Figure 3Sensitivity as a function of total paired-end read counts at different coverage thresholds for all variants in the sets of 48 multiplexed samples. This graph shows how the sensitivity increases per the number of reads for a given sample with a shallow increase at 5-fold coverage after a sample reaches 1.8 million reads. Sensitivity is defined as the percentage of heterozygous or homozygous variant genotypes as seen by the array called correctly as heterozygous or homozygous by sequencing. Red symbols: ≥3x coverage. Green symbols: ≥5x coverage. Blue symbols: ≥10x coverage. Brown symbols: ≥15x coverage. Black symbols: ≥20x coverage. Trend lines were generated using the “lowess” function in R with default parameters. The sensitivity appears to plateau at around 1.8 million reads, which is prior to excluding duplicate reads and reads that align off-target. PE = paired-end.

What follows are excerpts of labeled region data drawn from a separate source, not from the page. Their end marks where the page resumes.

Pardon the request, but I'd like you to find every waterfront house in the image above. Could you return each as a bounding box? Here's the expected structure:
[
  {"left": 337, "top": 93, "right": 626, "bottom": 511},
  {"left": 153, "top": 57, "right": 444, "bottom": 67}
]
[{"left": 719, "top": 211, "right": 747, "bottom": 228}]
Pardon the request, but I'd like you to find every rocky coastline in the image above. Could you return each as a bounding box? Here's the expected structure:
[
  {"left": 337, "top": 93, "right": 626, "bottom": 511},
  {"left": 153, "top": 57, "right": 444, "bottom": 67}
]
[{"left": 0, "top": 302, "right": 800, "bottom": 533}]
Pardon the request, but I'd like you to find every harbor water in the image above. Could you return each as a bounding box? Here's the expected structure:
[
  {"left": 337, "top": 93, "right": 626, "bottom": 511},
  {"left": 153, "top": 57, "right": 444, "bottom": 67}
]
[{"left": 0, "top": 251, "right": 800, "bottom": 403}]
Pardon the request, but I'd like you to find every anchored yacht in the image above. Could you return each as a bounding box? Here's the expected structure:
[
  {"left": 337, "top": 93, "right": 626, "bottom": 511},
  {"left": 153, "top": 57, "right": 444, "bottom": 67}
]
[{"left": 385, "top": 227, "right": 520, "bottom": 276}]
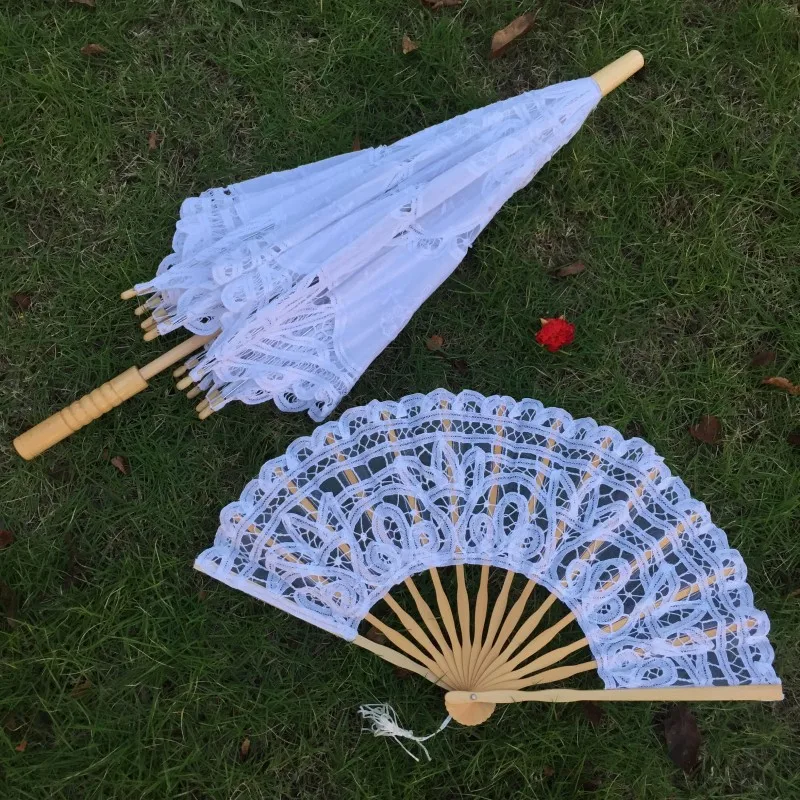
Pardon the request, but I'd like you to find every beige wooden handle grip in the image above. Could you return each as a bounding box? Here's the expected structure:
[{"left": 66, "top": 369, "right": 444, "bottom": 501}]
[
  {"left": 14, "top": 367, "right": 147, "bottom": 461},
  {"left": 592, "top": 50, "right": 644, "bottom": 97},
  {"left": 14, "top": 333, "right": 217, "bottom": 461}
]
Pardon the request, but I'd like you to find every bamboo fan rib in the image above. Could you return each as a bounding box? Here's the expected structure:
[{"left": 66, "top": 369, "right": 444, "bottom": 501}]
[{"left": 196, "top": 391, "right": 781, "bottom": 724}]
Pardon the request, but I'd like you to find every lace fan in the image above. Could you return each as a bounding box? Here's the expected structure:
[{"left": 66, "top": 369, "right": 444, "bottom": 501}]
[
  {"left": 195, "top": 390, "right": 782, "bottom": 725},
  {"left": 14, "top": 51, "right": 643, "bottom": 458}
]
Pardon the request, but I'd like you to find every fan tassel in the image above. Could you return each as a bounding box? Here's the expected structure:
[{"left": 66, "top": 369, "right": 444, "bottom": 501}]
[{"left": 358, "top": 704, "right": 452, "bottom": 761}]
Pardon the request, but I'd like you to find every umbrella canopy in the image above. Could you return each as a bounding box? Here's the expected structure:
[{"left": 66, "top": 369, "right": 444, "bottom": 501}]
[
  {"left": 14, "top": 50, "right": 644, "bottom": 459},
  {"left": 135, "top": 54, "right": 641, "bottom": 421}
]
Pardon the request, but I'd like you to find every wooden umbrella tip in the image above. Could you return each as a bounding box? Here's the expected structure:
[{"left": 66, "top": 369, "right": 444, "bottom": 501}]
[{"left": 592, "top": 50, "right": 644, "bottom": 97}]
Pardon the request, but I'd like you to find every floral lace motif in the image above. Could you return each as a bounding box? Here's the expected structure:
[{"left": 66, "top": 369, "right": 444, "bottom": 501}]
[
  {"left": 196, "top": 390, "right": 779, "bottom": 688},
  {"left": 136, "top": 78, "right": 600, "bottom": 420}
]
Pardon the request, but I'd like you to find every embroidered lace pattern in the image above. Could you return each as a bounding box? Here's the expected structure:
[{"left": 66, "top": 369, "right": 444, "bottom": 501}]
[
  {"left": 136, "top": 78, "right": 600, "bottom": 421},
  {"left": 196, "top": 390, "right": 779, "bottom": 688}
]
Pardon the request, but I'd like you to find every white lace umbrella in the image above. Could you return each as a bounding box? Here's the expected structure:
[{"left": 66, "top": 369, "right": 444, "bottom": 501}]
[
  {"left": 15, "top": 51, "right": 643, "bottom": 458},
  {"left": 195, "top": 390, "right": 782, "bottom": 736}
]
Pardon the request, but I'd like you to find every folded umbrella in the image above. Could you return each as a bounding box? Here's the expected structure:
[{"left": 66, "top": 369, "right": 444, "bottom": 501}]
[{"left": 15, "top": 51, "right": 643, "bottom": 458}]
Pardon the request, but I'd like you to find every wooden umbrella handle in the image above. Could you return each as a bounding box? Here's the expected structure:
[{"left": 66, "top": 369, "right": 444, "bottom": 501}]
[
  {"left": 14, "top": 334, "right": 216, "bottom": 461},
  {"left": 592, "top": 50, "right": 644, "bottom": 97}
]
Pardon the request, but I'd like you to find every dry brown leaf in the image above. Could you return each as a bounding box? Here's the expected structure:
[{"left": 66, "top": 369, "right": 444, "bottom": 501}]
[
  {"left": 403, "top": 33, "right": 419, "bottom": 56},
  {"left": 425, "top": 333, "right": 444, "bottom": 352},
  {"left": 489, "top": 11, "right": 536, "bottom": 58},
  {"left": 69, "top": 678, "right": 92, "bottom": 698},
  {"left": 11, "top": 292, "right": 33, "bottom": 311},
  {"left": 556, "top": 261, "right": 586, "bottom": 278},
  {"left": 81, "top": 44, "right": 108, "bottom": 56},
  {"left": 762, "top": 378, "right": 800, "bottom": 397},
  {"left": 664, "top": 703, "right": 702, "bottom": 773},
  {"left": 750, "top": 350, "right": 777, "bottom": 367},
  {"left": 365, "top": 625, "right": 389, "bottom": 644},
  {"left": 581, "top": 700, "right": 606, "bottom": 728},
  {"left": 111, "top": 456, "right": 131, "bottom": 475},
  {"left": 689, "top": 414, "right": 722, "bottom": 444}
]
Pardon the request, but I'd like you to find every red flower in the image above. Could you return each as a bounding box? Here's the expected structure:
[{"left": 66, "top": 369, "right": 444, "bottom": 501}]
[{"left": 536, "top": 317, "right": 575, "bottom": 353}]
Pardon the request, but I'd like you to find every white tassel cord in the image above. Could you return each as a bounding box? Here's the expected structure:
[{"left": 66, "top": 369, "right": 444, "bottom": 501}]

Figure 4Specificity as a function of total paired-end read counts at different coverage thresholds for the sets of 48 multiplexed samples. Coverage has little impact on specificity, which starts at ≥99.8% for most individuals with >1.25 million reads. Specificity is defined as the percentage of homozygous wild type genotypes as seen by the array called correctly as homozygous wild type by sequencing. Red symbols: ≥3x coverage. Green symbols: ≥5x coverage. Blue symbols: ≥10x coverage. Brown symbols: ≥15x coverage. Black symbols: ≥20x coverage. Trend lines were generated using the “lowess” function in R with default parameters. The dip in specificity at around 2.25 million reads is likely due to noise as a single extra false positive can cause the observed shift downward. PE = paired-end.